India has accused UN Human Rights Commissioner Zeid Ra'ad Al Hussein of exhibiting “clear bias” in his report on Kashmir and criticised Secretary-General Antonio Guterres of overstepping his mandate in his report on children in armed conflict.
In the double-barrel attack, India's Deputy Permanent Representative Tanmaya Lal told the Security Council on Monday that Zeid's “so-called report” was “reflecting the clear bias of an official who was acting without any mandate whatsoever and relied on unverified sources of information”.
As for Guterres, he said: “We are disappointed that the report of the Secretary General includes situations, which do not meet the definition of armed conflict or of threat to maintenance of international peace and security”.
The report deals with Jammu and Kashmir, Chhattisgarh and Jharkhand.
During the debate on Children in Armed Conflict, Lal mentioned Guterres by his title, but did not mention Zeid by name or title while it was clear that it was about him from the rebuttal to Pakistan's Permanent Representative Maleeha Lodhi who quoted Zeid saying in his report that “there were multiple cases of children under 18 years being arbitrarily detained and tortured”.
She also mentioned the blinding of children by pellet guns used by security forces.
Hitting back, Lal said Lodhi’s reference to Zeid’s report was “deliberate self-serving attempts" by Islamabad "to obfuscate the reality of their own use of terror organisations to undermine state sovereignty”.
He said: “They also distract from our discussions away from the issues at hand.

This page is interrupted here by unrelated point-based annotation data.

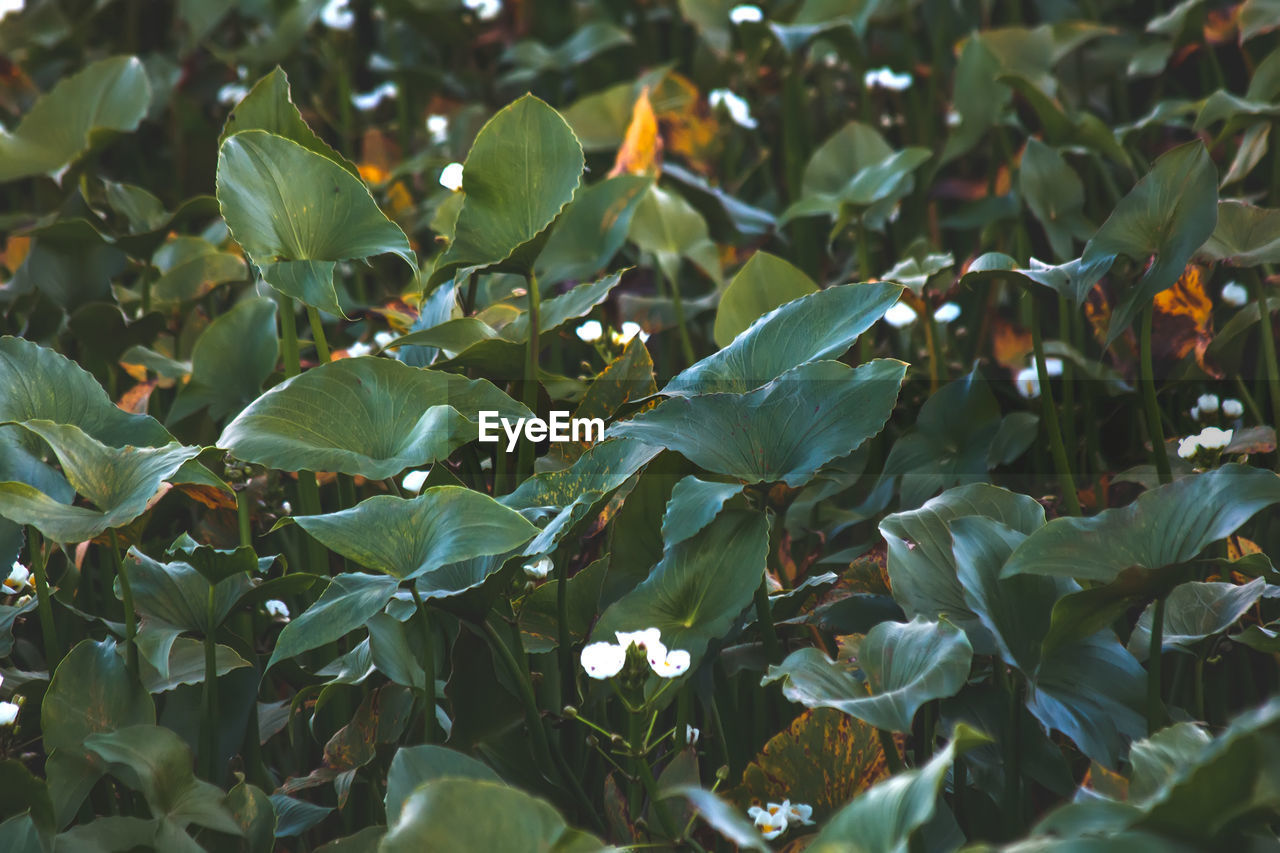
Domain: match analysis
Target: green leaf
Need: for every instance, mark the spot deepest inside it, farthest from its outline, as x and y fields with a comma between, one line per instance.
x=406, y=538
x=757, y=438
x=296, y=213
x=346, y=605
x=119, y=480
x=920, y=561
x=904, y=665
x=819, y=325
x=520, y=173
x=108, y=95
x=1162, y=528
x=231, y=361
x=1196, y=611
x=369, y=416
x=763, y=283
x=440, y=815
x=886, y=817
x=158, y=762
x=1169, y=213
x=414, y=766
x=699, y=588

Such attempts have not succeeded in the past in any forum and will not do so now”.
Zeid, who ends his term as High Commissioner in December, had called in his report for an international investigation by the Human Rights Council into the situation in Kashmir.
The report was not taken up at the Human Rights Council session that ended last week and at least six countries opposed it during the general debate.

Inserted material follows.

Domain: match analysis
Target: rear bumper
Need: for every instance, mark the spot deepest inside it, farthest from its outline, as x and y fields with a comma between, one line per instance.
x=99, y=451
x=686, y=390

Lal dismissed it as a “document that was not even found fit to be considered by the membership of the forum where it was submitted”.
Hitting back, Lal said Lodhi’s reference to Zeid’s report was “deliberate self-serving attempts” by Islamabad “to obfuscate the reality of their own use of terror organisations to undermine state sovereignty”

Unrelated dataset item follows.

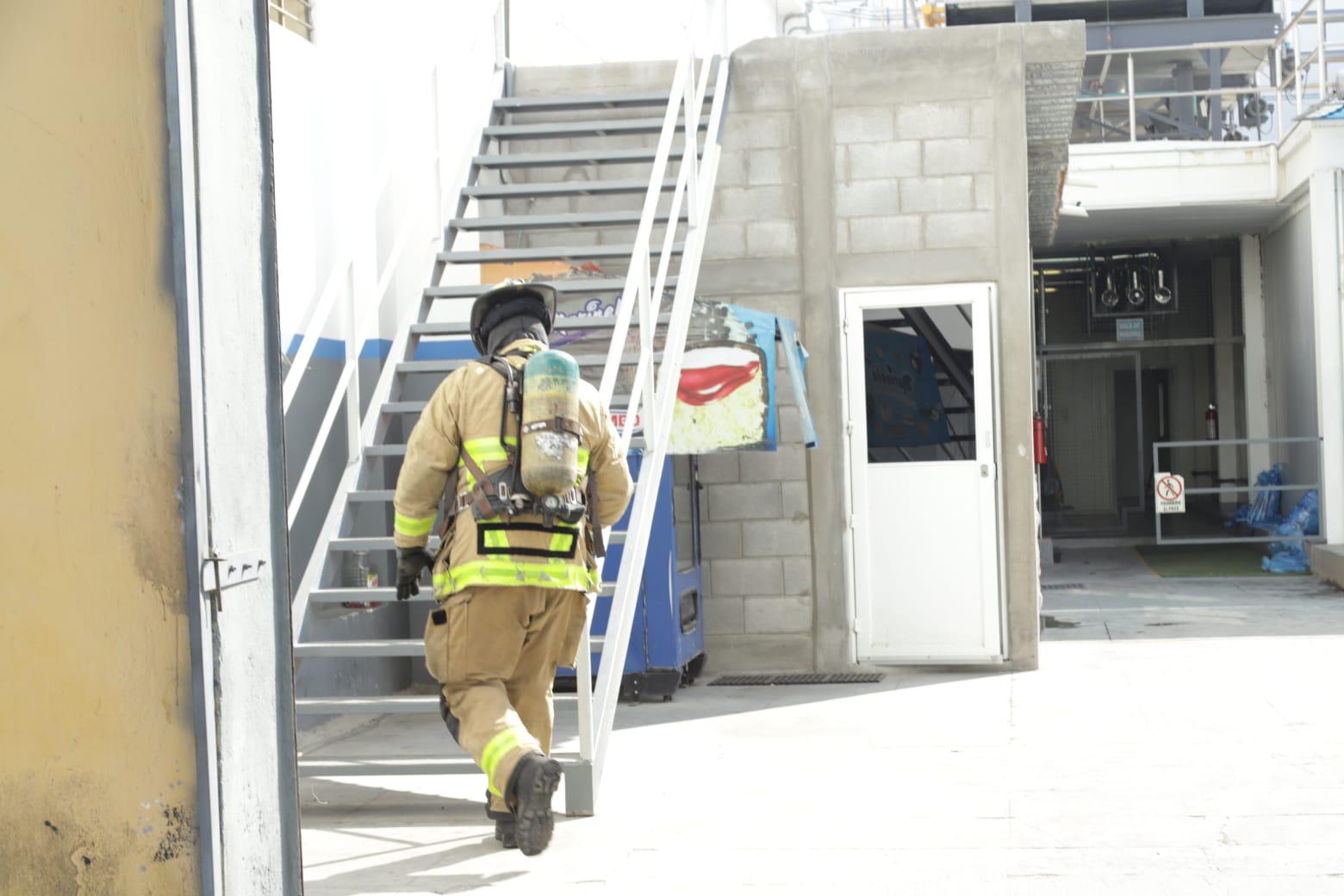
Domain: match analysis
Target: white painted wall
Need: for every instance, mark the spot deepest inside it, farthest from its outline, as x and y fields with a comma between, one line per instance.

In his criticism of Guterres's report, Lal said he had gone beyond “the clear mandate” provided by a 2001 Security Council Resolution that set the terms for his report.
Guterres's report released in June includes criticism of the government and also the Naxalites, Jaish-e-Mohammed and Hizbul Mujahideen.
India apparently took exception to the report saying that "children continued to be killed and injured in the context of operations of national security forces against armed groups".
It also said that "unverified reports" that indicate national security forces use children as "informants and spies".
However, it also accused the Jaish-e-Mohammed and Hizbul Mujahideen as well as Naxalites of recruiting children and using them in conflict in violation of UN resolutions and convention.
Security Council Resolution 1379 that Lal referred to specifies "conflict situations", "armed conflicts" and situations that "threaten the maintenance of international peace and security".
Guterres apparently relied on another element in the resolution referring to "situations that are on the Security Council's agenda". But that would apply only to Kashmir about which there are resolutions going back to 1948, even though in 2010 the Council removed Kashmir from its list of unresolved international disputes.
Guterres's report cited one case of a 15-year-old boy "killed by national security forces" during a clash with alleged Lashkar-e-Taiba elements in Padgampora village in Pulwama district.
The report referred to the occupation of over 20 schools by the Central Reserve Police Force in Srinagar, Jammu and Kashmir, in April 2017 while also accusing "suspected Naxalite elements" of attacking a school in Jharkhand's Khunti district.